COPD not just a disease among smokers





: 752–763

Research indicates that doctors should not rule out a diagnosis of chronic obstructive pulmonary disease (COPD) in people who have never smoked.

Bernd Lamprecht, from Paracelsus Medical University in Salzburg, Austria, and colleagues found that people who had never smoked made up 23% of 1031 moderate to severe cases of COPD (GOLD stage II+).

Moreover, only 19% of these never-smokers had been previously diagnosed with COPD, meaning 81% had gone undiagnosed.

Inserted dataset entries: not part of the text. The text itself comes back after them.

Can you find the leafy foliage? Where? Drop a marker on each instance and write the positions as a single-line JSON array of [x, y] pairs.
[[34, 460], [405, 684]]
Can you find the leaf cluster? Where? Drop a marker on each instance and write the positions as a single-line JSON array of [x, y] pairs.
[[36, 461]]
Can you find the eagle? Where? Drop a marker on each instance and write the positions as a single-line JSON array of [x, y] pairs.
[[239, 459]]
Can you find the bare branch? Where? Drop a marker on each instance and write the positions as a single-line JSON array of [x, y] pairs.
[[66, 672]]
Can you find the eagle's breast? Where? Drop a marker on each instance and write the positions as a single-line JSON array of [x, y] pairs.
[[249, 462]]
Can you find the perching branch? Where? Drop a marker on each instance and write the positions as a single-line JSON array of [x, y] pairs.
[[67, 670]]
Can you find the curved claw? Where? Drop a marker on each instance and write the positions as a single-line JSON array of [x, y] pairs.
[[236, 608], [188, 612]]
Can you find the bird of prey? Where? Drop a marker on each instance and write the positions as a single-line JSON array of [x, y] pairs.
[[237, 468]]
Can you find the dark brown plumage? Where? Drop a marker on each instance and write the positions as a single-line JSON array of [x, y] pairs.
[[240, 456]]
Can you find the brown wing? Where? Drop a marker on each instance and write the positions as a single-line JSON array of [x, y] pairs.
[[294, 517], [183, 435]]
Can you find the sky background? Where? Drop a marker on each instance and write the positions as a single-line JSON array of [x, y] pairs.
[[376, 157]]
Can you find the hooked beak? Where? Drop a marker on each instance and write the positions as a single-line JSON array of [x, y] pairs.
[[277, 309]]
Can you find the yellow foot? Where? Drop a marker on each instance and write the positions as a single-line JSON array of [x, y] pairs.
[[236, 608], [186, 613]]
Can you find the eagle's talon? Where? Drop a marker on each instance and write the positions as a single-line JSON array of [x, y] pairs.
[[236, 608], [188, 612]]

"This clearly reflects the lack of recognition and underdiagnosis of obstructive lung disease among never-smokers, possibly as a result of little knowledge on this condition and poor understanding and appreciation of risk factors other than smoking," says the team.

The study, published in the journal Chest, involved 10,000 individuals aged at least 40 years, 4291 of whom had never smoked.

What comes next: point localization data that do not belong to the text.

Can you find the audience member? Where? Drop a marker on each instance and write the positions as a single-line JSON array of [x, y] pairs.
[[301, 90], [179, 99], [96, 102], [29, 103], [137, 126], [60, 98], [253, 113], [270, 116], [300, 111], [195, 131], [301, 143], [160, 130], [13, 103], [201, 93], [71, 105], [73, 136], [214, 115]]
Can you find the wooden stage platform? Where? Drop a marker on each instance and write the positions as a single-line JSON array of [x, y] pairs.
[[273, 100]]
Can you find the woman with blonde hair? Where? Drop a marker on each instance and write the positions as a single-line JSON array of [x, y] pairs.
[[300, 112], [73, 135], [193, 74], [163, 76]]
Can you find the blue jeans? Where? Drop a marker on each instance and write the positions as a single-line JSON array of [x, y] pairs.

Postbronchodilator spirometry testing showed that 6.6% of these individuals had mild COPD (GOLD stage I) and 5.6% had moderate to very severe disease. COPD was diagnosed in 1889 individuals overall, of whom 27.7% had never smoked.

Predictors of COPD in people who had never smoked included increasing age, a prior diagnosis of asthma, occupational exposure and severe childhood respiratory diseases.

Speaking to GP News, Dr Keith Prowse, former Chairman of the British Lung Foundation, said the findings are important in helping to diagnose COPD earlier.

"If it can be dealt with earlier, people will be much happier and will be able to keep their jobs longer, and it will take a load off the health service, whichever country you are in."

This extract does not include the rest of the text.